Milk and the economy
All over the world, between 650 and 700 billion kilos of milk are produced each year. The bulk of this annual production (over two-thirds) is consumed as milk, yoghurt, cream and desserts. Between 10 and 15 per cent of all milk is processed into cheese. Eight per cent is used to make butter. The remainder is processed into milk powder.
To correctly calculate the levels of milk production and processing, economists use a unit of calculation known as the milk equivalent. This is the number of kilos of milk required to make a specific dairy product. A kilo of Gouda cheese, for example, requires about 10 kilos of milk. So a kilo of Gouda cheese represents 10 milk equivalents.
Leading dairy countries
Which is the number one dairy country in the world? That depends on the criterion you use. India produces more milk than any other country, but its farmers do not deliver all of this milk to dairy plants.
Dairy farmers in the United States are the world champions when it comes to delivering milk to dairy plants.
The world’s biggest milk exporter is New Zealand.
These statistics are based on the figures for 2007.
Within the European Union, Germany is top of the milk production league, followed by France.
The European Union operates a milk quota system.
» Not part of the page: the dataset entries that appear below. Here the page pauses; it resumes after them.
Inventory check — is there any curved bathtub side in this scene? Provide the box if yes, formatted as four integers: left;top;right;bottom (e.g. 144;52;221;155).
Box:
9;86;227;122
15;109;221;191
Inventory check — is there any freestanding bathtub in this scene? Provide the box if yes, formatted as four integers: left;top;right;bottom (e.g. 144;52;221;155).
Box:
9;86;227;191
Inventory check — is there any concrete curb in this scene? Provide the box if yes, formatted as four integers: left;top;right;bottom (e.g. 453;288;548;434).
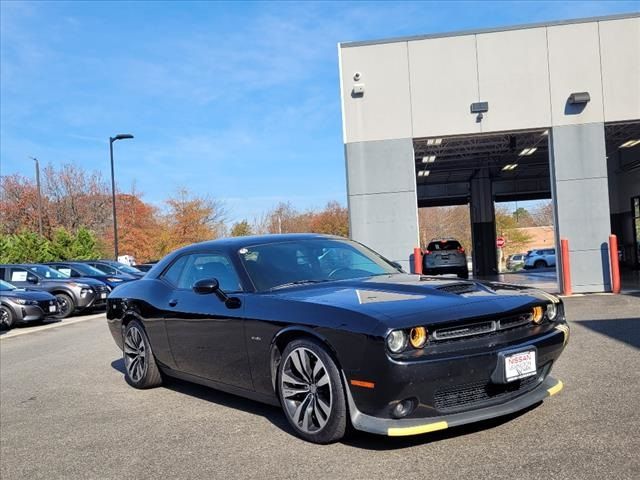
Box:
0;313;105;340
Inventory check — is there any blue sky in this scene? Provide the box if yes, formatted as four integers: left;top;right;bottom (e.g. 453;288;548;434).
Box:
0;1;639;223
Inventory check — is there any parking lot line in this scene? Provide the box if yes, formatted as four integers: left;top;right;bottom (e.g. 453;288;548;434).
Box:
0;313;104;340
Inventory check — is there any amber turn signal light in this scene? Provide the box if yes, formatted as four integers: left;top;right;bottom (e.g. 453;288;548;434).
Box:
409;327;427;348
532;307;544;323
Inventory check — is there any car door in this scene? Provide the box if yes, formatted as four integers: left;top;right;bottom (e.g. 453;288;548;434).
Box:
164;252;252;389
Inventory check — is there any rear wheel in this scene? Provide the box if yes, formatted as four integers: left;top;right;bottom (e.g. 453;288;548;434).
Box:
55;293;76;319
278;339;347;444
122;320;162;389
0;305;16;330
533;260;547;268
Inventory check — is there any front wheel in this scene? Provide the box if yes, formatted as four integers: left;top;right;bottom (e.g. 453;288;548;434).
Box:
278;339;347;444
123;320;162;389
0;305;16;330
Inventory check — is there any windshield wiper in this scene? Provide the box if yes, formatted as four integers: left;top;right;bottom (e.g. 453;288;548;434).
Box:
269;279;331;292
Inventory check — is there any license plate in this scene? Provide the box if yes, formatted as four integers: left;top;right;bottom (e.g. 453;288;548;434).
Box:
504;350;536;382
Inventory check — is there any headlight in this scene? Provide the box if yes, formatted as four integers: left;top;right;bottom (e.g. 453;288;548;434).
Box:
409;327;427;348
387;330;407;353
14;298;38;305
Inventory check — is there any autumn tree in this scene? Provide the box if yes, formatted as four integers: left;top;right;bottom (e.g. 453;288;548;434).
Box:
159;188;227;254
0;174;46;234
309;201;349;237
231;220;253;237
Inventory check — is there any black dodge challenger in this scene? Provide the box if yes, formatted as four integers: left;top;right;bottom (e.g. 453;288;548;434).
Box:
107;234;569;443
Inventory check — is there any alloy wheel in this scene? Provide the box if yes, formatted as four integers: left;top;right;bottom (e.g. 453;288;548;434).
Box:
0;308;11;328
280;347;332;433
124;327;147;382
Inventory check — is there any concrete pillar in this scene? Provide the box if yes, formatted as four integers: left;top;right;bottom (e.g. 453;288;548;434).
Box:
549;123;611;292
470;168;498;276
345;138;420;271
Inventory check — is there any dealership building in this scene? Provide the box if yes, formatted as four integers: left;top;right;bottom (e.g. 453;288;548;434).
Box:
338;14;640;292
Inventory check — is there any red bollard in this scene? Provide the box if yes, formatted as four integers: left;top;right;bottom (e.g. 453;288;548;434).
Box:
413;247;422;275
560;238;573;295
609;234;620;293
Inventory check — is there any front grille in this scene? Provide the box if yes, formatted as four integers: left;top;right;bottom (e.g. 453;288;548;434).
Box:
433;376;546;411
432;322;496;340
431;313;533;342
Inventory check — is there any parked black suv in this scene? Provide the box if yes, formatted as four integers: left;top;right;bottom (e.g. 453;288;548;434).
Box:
0;264;110;318
43;262;138;290
0;280;58;330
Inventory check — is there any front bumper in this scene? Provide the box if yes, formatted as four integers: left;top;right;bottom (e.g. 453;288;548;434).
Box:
347;377;563;437
345;322;569;435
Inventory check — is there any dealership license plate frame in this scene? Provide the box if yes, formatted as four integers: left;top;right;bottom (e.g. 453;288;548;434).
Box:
491;345;539;384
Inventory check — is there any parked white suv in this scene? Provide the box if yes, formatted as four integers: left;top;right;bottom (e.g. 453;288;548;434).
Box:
422;238;469;278
524;248;556;270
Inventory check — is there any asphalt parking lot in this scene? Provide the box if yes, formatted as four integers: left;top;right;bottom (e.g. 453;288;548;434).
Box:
0;295;640;480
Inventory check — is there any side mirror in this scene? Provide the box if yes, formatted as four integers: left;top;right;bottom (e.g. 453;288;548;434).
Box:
192;278;220;295
391;262;403;272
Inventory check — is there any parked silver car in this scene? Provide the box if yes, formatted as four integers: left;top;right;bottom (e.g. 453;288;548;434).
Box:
524;248;556;270
422;238;469;278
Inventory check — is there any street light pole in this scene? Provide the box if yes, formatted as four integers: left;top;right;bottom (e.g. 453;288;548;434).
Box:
29;157;42;236
109;133;133;262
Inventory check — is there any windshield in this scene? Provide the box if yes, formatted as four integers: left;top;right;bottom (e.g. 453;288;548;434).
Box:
238;238;399;291
62;263;104;276
27;265;69;279
117;263;142;273
0;280;16;292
Each dairy farmer is allocated a maximum annual milk and milk fat production quota. If their production exceeds the maximum limit, they must pay a penalty to the European Union: the super levy.
Largest dairy companies
Europe is home to a number of dairy giants whose operations extend across the globe. Measured by dairy revenue, the Swiss-based Nestlé is the largest in Europe (16,861 million euros in 2007). Number 2 is Danone from France (9,241 million euros of dairy revenue in 2007). Lactalis, another French company, was number 3 in 2007. From 2009 FrieslandCampina from the Netherlands will also rank among the top players on this list. FrieslandCampina was created by the merger of Friesland Foods and Campina.
Co-operatives traditionally play an important role in the dairy sector: half of Europe’s top 10 dairy companies are co-operatives. Nestlé and Danone are privately owned, making FrieslandCampina the biggest dairy co-operative in the world.
Supply and demand
Milk is a natural product. Put simply, you could say that a country’s supply and demand is determined by the volume of milk demanded by consumers and the amount supplied by cows.
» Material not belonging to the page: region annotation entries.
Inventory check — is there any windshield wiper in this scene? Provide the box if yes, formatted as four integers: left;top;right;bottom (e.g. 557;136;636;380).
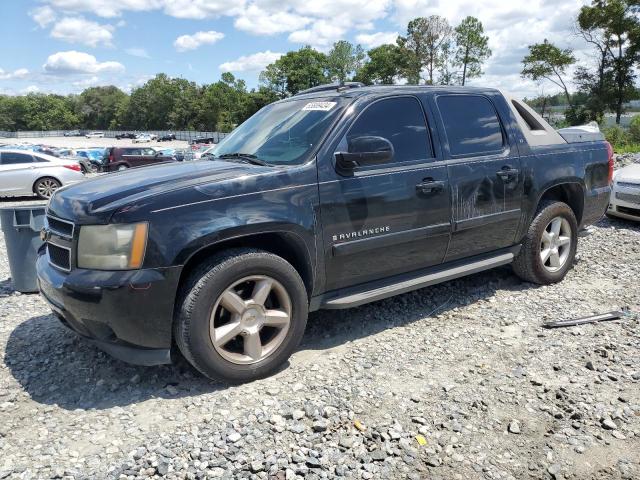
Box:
216;153;272;167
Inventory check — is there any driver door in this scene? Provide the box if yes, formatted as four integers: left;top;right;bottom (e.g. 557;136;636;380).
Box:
319;96;451;290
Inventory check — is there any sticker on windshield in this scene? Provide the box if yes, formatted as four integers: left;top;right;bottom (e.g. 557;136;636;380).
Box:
302;102;336;112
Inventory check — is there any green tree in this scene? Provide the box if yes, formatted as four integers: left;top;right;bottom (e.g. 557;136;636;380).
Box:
455;17;491;85
76;86;127;130
354;44;401;85
520;38;576;107
397;15;453;85
260;46;329;97
578;0;640;124
327;40;365;82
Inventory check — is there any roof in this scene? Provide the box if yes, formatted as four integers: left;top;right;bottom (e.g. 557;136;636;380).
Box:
285;85;499;100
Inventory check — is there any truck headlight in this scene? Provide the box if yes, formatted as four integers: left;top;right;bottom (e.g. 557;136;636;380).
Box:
78;222;149;270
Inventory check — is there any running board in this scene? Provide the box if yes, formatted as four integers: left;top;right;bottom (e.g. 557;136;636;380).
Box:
319;252;514;309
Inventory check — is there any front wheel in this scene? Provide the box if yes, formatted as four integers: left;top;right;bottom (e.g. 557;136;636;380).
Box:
175;249;308;382
33;177;61;200
513;201;578;285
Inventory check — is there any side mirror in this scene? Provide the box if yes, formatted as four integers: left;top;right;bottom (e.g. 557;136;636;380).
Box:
336;136;394;171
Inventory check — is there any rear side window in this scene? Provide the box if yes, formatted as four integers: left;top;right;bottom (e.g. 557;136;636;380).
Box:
347;97;433;163
437;95;504;156
0;152;33;165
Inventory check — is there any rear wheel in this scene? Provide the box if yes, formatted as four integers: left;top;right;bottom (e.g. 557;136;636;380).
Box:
513;201;578;285
175;249;308;382
33;177;61;200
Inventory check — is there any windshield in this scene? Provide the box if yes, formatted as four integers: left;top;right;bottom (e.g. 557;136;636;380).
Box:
211;98;346;165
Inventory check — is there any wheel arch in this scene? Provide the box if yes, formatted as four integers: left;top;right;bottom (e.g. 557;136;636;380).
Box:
179;231;315;298
536;182;585;228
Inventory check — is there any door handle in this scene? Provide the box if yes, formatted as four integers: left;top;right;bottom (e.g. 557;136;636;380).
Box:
496;166;520;182
416;178;444;193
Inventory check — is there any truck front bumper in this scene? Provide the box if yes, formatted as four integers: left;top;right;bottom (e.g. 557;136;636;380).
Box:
36;253;181;365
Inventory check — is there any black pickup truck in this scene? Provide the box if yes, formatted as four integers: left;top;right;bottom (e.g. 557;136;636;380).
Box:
37;85;613;381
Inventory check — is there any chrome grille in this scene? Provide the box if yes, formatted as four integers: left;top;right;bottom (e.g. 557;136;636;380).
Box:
46;215;75;272
47;215;75;239
47;243;71;272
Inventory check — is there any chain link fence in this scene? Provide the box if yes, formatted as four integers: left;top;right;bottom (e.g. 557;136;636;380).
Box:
0;130;228;143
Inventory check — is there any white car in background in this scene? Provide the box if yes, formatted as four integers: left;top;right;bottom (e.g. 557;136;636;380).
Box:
133;133;151;143
607;163;640;221
0;150;85;199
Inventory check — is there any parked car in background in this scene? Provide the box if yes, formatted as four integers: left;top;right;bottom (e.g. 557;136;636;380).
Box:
189;137;216;145
116;132;136;140
133;133;151;143
101;147;176;172
607;163;640;221
0;150;84;199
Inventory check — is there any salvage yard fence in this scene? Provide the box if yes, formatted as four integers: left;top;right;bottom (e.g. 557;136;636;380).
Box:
0;130;228;143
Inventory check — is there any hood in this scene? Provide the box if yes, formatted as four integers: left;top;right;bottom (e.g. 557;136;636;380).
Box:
49;160;272;222
613;163;640;183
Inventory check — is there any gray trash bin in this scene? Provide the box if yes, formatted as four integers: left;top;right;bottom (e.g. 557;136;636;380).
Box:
0;205;47;293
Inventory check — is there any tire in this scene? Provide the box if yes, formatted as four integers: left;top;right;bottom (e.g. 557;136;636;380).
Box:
33;177;62;200
174;249;309;383
513;200;578;285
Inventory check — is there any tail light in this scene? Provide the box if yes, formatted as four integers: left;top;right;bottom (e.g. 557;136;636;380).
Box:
604;142;613;184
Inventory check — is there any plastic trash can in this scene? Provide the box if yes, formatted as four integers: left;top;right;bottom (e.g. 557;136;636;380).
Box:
0;205;47;293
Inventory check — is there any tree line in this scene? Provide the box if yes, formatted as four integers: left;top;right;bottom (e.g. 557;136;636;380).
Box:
0;15;491;132
0;0;640;132
521;0;640;125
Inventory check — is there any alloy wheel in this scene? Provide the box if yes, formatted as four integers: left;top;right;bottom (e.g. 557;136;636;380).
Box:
209;275;292;365
36;178;60;198
540;217;572;272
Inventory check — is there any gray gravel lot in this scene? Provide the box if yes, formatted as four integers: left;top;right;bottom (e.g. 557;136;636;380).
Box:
0;198;640;479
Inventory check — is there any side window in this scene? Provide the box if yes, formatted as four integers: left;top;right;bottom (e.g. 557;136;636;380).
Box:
437;95;504;155
0;152;33;165
346;97;433;163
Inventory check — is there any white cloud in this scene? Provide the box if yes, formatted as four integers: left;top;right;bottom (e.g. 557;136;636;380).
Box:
72;75;100;88
29;5;56;28
51;17;113;48
0;68;29;80
173;30;224;52
234;5;311;35
289;20;348;50
218;50;283;72
42;50;124;75
41;0;239;20
124;47;151;58
356;32;398;48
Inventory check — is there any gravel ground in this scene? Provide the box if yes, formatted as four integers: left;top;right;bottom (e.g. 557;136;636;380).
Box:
0;197;640;479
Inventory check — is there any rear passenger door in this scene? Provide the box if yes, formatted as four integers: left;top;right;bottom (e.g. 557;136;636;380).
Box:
319;95;450;290
0;152;38;195
434;94;524;261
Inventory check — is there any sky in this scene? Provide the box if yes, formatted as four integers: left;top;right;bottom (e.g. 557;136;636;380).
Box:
0;0;592;97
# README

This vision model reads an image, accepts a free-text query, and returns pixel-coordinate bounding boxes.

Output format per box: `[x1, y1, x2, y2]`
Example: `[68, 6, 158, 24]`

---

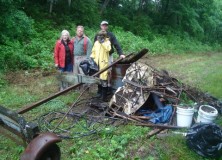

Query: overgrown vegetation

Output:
[0, 0, 222, 160]
[0, 0, 222, 71]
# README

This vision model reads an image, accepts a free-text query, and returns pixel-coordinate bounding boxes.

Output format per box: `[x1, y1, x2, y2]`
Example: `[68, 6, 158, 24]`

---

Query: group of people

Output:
[54, 21, 125, 100]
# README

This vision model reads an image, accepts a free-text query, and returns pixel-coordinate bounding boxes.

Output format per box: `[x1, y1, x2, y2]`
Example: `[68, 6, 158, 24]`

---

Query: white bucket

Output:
[197, 105, 218, 123]
[177, 106, 194, 127]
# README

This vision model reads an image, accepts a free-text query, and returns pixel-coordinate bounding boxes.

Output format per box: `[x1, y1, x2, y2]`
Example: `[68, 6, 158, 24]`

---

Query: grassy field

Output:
[0, 53, 222, 160]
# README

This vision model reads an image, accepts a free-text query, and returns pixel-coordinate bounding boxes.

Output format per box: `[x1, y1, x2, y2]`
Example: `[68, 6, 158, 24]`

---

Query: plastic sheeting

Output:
[139, 105, 173, 123]
[186, 123, 222, 158]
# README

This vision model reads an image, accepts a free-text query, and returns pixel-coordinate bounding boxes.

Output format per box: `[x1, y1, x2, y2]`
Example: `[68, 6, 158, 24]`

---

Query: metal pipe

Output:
[17, 53, 132, 114]
[135, 123, 187, 129]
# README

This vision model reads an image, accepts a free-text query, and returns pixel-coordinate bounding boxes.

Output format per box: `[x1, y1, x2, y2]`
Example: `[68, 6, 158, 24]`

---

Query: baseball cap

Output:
[100, 21, 109, 25]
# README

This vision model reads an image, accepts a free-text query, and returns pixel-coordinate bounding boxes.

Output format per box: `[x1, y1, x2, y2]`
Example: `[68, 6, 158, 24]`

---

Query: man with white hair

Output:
[72, 26, 92, 74]
[94, 21, 125, 58]
[94, 21, 125, 96]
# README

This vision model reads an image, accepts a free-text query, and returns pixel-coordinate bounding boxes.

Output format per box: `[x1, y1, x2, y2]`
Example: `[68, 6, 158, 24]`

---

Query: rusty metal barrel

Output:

But the reality is much more complicated. Because milk and milk constituents form the basis of many of the dairy products that are traded in international markets, we really need to look at the global picture.
Demand is influenced by various factors, such as the size of the global population and its purchasing power. Consumer preferences are also a key driver of demand.
Supply is influenced by the feed given to the cow and by seasonal changes. Another factor is whether farmers decide to expand their herd when milk prices are good. And ultimately, the most important factor of all is that enough calves are bred into mature milking cows.